When I mentioned to the girls (early) this morning that I was considering making a coffee cake for breakfast, Lucy had a meltdown. "Nooooooooooooo!" she wailed. "No. Coffee. Cake!!" After a bit of prodding, I realized she thought that it was a cake made from coffee. When I told her that it was just called that because it was a sweet breakfast cake that people could eat with their morning coffee, and that she wasn't obligated to drink any coffee at all in order to have some cake, she relented.

Now, I'm at the end of my usual grocery cycle, and since I'll be traveling for the holiday this week, I did a huge shopping trip recently where I restocked the pantry of several staples; I still have some items stocked away in the freezer. I am tempted to stretch it out and see what meals I can scrape together from my pantry. I love the end of a long grocery cycle - I have to be very creative about what to toss together to make a nice meal. Some of my favorite recipes have come about under those conditions!

Some friends and I were chatting about sharing our "Sandra Lee recipes" you know, those not-quite-from-scratch, shortcut recipes you may rely on but be too embarrassed to cop to using?

One of my favorites is biscuit mix sour cream coffee cake, but I happened to be right out of Bisquick.
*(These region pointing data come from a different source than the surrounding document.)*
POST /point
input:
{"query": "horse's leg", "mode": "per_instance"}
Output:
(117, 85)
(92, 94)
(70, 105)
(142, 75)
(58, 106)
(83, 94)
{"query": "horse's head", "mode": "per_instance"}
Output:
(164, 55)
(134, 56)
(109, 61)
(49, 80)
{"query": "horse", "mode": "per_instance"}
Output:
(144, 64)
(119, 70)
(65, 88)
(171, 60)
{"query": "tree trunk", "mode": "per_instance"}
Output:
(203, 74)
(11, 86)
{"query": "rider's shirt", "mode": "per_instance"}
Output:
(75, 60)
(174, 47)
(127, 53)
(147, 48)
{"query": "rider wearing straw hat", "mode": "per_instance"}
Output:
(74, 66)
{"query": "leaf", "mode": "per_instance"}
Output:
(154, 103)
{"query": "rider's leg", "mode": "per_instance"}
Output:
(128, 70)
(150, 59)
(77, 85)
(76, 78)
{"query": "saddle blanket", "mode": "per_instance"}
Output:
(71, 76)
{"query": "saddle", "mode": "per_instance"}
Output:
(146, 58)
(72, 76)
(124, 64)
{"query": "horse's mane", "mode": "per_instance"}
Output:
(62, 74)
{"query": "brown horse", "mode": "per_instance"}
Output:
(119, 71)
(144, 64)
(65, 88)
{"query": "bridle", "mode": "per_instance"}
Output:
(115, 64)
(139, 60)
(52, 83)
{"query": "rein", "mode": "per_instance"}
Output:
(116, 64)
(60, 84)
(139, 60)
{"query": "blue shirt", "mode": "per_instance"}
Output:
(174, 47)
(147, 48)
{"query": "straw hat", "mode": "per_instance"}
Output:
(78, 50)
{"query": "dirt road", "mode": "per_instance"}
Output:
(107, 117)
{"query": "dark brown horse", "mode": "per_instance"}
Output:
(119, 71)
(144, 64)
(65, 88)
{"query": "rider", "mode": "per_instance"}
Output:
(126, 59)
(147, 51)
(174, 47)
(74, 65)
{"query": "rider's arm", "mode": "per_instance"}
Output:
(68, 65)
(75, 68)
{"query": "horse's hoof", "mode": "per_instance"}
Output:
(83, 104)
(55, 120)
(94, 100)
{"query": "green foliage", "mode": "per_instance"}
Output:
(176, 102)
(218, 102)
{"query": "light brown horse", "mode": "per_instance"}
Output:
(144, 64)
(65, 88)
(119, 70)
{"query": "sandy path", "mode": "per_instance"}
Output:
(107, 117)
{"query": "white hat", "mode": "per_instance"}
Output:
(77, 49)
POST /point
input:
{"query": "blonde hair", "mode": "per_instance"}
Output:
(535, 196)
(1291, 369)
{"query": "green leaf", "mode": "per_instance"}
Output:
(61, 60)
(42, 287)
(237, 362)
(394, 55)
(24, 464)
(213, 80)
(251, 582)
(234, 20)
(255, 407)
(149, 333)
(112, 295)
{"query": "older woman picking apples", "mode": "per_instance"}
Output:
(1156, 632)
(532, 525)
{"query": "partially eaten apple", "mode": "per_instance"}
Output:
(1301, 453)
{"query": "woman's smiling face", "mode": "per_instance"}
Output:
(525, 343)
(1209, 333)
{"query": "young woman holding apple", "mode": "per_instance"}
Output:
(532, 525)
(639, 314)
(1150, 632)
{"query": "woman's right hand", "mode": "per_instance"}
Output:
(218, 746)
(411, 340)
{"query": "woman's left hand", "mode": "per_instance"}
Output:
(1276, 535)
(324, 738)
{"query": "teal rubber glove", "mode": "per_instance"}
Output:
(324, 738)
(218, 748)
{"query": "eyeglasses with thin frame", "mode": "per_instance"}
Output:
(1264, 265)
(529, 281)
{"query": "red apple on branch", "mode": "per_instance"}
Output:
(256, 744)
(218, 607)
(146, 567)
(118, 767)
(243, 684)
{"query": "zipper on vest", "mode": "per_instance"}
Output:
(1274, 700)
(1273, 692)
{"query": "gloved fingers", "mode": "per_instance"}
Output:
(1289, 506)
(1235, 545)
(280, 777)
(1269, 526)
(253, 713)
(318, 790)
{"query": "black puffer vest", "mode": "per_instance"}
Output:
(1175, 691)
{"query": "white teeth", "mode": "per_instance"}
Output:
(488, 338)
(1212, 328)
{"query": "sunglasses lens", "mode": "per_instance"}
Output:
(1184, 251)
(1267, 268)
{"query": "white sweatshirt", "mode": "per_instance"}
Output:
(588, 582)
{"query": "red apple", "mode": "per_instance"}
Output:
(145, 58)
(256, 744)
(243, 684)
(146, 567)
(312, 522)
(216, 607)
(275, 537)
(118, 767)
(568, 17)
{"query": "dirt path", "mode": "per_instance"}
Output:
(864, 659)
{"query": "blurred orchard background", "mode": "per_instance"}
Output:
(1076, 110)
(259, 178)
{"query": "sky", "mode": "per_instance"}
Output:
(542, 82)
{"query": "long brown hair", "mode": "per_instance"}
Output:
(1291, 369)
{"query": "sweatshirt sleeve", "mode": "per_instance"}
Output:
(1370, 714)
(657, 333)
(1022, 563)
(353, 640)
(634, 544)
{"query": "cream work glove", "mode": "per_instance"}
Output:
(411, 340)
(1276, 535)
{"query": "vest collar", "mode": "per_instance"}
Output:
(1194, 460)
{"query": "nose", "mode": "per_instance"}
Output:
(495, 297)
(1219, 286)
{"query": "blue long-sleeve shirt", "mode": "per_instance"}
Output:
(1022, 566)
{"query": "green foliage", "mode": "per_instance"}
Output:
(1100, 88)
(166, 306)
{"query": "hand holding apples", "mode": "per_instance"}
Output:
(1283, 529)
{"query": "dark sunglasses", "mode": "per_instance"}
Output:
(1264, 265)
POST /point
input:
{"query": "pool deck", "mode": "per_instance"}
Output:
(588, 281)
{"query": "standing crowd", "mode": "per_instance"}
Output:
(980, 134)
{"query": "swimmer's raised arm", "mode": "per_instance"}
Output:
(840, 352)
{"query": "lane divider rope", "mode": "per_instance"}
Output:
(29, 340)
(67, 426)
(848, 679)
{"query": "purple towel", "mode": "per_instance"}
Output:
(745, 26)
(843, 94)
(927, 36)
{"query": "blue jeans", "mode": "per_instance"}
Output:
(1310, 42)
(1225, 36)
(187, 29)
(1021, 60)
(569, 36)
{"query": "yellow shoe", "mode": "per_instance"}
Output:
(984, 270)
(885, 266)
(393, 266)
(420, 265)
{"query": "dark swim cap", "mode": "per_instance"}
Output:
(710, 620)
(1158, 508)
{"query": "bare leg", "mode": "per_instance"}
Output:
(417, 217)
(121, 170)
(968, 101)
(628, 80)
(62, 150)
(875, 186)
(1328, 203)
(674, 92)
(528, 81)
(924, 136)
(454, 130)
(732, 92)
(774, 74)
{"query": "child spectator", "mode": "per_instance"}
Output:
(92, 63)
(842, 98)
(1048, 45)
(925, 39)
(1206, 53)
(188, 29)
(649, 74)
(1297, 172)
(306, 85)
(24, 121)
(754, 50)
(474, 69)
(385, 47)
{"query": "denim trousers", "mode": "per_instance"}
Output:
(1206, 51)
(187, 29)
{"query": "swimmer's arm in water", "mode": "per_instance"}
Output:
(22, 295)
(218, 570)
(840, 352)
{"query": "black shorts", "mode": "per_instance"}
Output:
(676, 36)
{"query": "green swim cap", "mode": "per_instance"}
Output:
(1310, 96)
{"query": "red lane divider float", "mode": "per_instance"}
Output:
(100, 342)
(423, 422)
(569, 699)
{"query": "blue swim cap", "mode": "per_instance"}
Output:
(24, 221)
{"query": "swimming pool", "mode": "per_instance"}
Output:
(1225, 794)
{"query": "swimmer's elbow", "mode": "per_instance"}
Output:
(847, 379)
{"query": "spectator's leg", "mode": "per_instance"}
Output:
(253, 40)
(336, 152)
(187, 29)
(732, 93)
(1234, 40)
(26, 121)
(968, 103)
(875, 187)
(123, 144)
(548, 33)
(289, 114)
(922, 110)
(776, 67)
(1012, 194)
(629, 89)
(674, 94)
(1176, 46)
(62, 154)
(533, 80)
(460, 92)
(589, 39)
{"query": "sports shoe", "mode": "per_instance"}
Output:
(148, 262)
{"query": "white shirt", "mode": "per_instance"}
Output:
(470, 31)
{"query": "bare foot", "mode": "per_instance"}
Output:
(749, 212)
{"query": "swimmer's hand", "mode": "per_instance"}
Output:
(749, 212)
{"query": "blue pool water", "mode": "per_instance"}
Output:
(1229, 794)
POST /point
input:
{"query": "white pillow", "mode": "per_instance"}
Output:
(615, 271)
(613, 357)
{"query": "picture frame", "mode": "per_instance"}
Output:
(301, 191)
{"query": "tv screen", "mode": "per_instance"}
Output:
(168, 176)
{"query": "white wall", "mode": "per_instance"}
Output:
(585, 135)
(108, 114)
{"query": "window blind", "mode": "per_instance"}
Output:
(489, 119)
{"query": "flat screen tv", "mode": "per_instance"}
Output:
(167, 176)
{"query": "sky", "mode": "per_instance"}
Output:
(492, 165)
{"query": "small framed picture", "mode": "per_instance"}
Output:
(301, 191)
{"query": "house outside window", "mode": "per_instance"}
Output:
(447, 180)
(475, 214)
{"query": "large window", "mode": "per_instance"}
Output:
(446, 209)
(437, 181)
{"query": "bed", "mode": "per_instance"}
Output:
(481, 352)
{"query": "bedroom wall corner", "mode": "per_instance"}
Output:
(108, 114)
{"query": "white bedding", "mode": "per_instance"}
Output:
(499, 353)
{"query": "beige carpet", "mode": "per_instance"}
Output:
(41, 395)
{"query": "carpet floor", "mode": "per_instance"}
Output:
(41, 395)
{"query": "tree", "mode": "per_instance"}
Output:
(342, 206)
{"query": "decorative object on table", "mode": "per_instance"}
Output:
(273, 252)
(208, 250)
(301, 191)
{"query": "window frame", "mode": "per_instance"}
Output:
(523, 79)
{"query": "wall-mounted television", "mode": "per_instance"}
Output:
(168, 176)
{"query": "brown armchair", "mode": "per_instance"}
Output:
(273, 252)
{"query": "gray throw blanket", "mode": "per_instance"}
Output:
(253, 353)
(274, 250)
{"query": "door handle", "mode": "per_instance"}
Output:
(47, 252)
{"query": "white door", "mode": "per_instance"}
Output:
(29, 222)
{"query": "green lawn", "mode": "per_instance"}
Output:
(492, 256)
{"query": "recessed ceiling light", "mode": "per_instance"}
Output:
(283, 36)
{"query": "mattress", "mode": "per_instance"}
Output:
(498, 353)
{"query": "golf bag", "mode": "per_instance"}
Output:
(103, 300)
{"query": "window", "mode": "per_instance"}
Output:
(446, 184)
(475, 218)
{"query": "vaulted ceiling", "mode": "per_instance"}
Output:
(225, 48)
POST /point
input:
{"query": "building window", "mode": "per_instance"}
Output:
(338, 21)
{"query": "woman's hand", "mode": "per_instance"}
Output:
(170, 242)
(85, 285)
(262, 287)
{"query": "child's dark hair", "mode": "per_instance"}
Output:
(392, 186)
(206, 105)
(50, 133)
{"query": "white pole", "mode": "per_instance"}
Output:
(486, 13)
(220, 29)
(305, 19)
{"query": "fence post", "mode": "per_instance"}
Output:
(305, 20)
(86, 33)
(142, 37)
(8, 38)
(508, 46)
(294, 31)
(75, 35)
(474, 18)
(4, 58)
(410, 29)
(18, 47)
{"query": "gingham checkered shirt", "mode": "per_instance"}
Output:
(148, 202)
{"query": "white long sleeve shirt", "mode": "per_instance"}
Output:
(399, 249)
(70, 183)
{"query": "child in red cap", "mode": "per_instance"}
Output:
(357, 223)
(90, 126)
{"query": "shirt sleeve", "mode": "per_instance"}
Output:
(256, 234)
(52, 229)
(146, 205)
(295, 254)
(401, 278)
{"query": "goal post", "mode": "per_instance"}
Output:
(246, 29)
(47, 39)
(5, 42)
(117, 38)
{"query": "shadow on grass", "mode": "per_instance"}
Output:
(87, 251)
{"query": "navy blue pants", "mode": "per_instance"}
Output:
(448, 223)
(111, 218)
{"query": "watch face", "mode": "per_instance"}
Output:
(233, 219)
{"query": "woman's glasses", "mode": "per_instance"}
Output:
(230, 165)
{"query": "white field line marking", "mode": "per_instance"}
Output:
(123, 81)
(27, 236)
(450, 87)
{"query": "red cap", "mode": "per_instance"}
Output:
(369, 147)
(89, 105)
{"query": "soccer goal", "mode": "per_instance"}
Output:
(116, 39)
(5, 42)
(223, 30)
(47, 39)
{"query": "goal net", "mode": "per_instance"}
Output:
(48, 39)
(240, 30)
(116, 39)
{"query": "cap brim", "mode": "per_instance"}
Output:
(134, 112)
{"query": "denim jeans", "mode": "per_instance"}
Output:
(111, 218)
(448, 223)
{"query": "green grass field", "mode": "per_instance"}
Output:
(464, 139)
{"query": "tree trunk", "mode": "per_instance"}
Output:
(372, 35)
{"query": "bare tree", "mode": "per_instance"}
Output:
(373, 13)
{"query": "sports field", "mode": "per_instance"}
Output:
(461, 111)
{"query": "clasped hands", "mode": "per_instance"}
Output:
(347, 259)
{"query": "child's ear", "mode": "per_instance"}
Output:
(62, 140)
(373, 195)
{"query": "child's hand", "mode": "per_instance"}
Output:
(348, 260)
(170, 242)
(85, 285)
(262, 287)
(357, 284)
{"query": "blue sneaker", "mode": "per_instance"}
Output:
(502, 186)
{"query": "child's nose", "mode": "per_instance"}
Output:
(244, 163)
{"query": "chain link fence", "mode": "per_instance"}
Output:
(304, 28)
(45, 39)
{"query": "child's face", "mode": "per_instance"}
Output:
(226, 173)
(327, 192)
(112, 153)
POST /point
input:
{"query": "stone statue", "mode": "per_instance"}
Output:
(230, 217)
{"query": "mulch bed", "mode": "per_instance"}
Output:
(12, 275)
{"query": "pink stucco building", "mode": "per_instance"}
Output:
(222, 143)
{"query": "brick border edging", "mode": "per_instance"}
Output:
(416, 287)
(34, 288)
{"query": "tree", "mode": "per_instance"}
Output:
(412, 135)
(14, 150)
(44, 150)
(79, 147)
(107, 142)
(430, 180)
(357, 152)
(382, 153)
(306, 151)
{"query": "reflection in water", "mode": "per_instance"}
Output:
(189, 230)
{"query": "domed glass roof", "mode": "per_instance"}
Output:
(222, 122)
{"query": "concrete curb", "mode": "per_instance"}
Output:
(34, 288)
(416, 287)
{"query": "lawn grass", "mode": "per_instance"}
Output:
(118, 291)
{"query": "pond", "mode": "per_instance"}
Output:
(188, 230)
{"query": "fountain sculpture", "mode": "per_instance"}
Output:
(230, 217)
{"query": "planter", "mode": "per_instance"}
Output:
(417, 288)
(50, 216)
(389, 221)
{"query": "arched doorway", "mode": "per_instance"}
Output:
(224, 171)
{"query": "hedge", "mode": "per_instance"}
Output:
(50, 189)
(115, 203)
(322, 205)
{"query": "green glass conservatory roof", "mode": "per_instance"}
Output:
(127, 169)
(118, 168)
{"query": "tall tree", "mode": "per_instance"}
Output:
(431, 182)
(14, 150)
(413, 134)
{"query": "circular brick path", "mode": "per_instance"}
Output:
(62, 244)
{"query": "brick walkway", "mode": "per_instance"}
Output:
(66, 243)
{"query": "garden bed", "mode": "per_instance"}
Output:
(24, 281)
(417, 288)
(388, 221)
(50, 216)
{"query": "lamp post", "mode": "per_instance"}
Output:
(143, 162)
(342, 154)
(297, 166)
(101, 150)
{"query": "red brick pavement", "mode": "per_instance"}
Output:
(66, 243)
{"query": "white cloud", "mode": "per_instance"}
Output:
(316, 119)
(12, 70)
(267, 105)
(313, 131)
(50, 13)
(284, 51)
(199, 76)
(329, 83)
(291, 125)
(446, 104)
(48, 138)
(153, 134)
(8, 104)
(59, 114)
I did have a bag of New Hope Mills pancake mix, because I don't always feel like making my own batter from scratch. Sue me.

The recipe also calls for sour cream, which I rarely have on hand unless nachos are on the menu. I did have vanilla yogurt and I thought, "Why not substitute it? The yogurt is sour, like the sour cream, and the acid would probably work with the baking powder in the mix as a leavening agent. Besides which, the pancake mix was a buttermilk mix, so there ought to be some acidity already in the bag.

I opted to use brown sugar instead of white (I was out of the regular granulated sugar), substituted chopped nuts instead of flour in the streusel topping, and presto! 25 minutes later, I had a lovely, cinnamony coffee cake which both girls devoured, warm. It was the perfect accompaniment to my coffee this morning.







Cinnamon Coffee Cake

Ingredients:
  • 1 1/2 cups pancake mix
  • 1/2 cup sugar -I used brown sugar because I was out of the white
  • 1 egg
  • 3/4 cup vanilla yogurt (or sour cream)
  • 1/2 teaspoon vanilla extract

For the streusel:
  • 1/2 cup packed light brown sugar
  • 1/2 cup chopped walnuts
  • 3 tablespoons butter, melted
  • 1 1/2 teaspoons cinnamon

Directions:

  1. Preheat the oven to 350. Spray an 8-inch square baking dish with cooking spray, or grease it with shortening or butter.
  2. In a large mixing bowl, sift together the flour and sugar.
  3. Add the yogurt, egg and vanilla extract and mix well. Spread batter into a greased 8-inch square pan.
  4. Mix together the chopped nuts, brown sugar, and cinnamon in a medium-sized bowl. add the melted butter and mix well until crumbly.
  5. Sprinkle topping evenly over the top of the cake batter.
  6. Bake for 25 minutes or until a tester inserted into the center of the cake comes out clean.
  7. Let cool for 10 minutes before serving.
Notes:
  • This was tasty and fragrant, but it did not have the fine, moist, delicate crumb of some other coffee cake recipes I've tried.
  • I don't know if the brown sugar in the cake was at fault or if I should have used more yogurt or added some butter.
  • Instead of 3/4 cup, I might try 1 cup of yogurt next time.
  • Perhaps reducing the cooking time to 20 minutes would be advised.
  • All in all, still a satisfying treat. Not bad for baking on the fly.



Mmmmm.... Don't you just want to dig in?